Così camminavo sulle mie strade di fumo quando mi interruppe, felice di rendersi utile, un soldato.

Non ha perso niente?

Niente. Dissi associando il niente a quello del sogno.

Lo pensi bene.

Palpai le mie tasche. Tutto era in ordine.

Niente.

E queste pietruzze?  Gliele ho viste al lavandino?

Accidenti!

Il rimprovero mi colpì con una forza selvaggia. Non si perde nulla necessario, indispensabilmente necessario. Si vive se non si è necessari?  Da vegetali sì, ma un essere morale no, non lo credo, per lo meno.

Sentii persino un tuffo nel ricordo e mi vidi palpandomi le tasche con rigorosa meticolosità mentre il fiume scuro per la terra della montagna mi nascondeva i suoi segreti.

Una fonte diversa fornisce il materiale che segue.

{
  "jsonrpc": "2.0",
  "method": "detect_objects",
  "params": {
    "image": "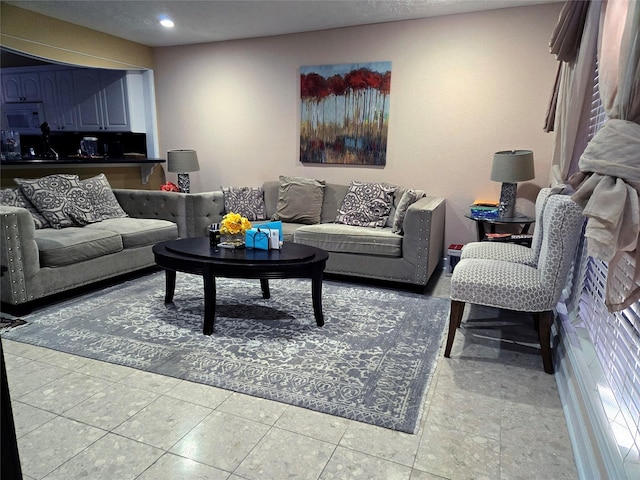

La pipa prima di tutto, era lì. Le carte o il fazzoletto avrebbero galleggiato. Il vaporizzatore c’era, le penne  lì anche loro. I blocchi per le note nei sacchettini di nylon, l’accendino era presente, tutto in ordine e scomparve il tuffo.  Portai nella battaglia solo due piccoli ricordi: il fazzoletto di garza di mia moglie e il portachiavi con la pietra di mia madre, povero anche lui, poi la pietra si staccò e la tenevo nella tasca.

Era clemente o vendicativo o impersonale come un capo  il fiume? Non si piange perchè non si deve o perchè non si può? Non c’è il diritto di dimenticare nemmeno in guerra? È necessario camuffarsi da maschio di ghiaccio?

Non lo so davvero, non lo so, so solo che sento la necessità fisica di vedere mia madre e di metterle la testa sul grembo magro e che lei mi dica – vecchio mio – con una tenerezza secca e piena, sentire nei capelli la sua mano senza peso accarezzandomi a salti, come una marionetta di corda, come se la tenerezza le uscisse dagli occhi e dalla voce perchè  i conduttori rotti non le permettevano di raggiungere le estremità. Le mani rabbrividiscono e palpitano più accarezzare, ma la tenerezza viene fuori e le circonda e uno si sente tanto bene, tanto piccolo e così forte. Non è necessario chiedere perdono: lei comprende tutto e uno lo sa  quando sente quel – vecchio mio...

È forte? Anche a me fa effetto, ieri sono quasi caduto quando mi volevo alzare in piedi. È che non lo fanno seccare bene credo...

È una merda, sto aspettando quello che ho chiesto per vedere se me lo portano triturato, come la gente... Uno ha diritto di fumare magari una pipa tranquillo e pacifico, no?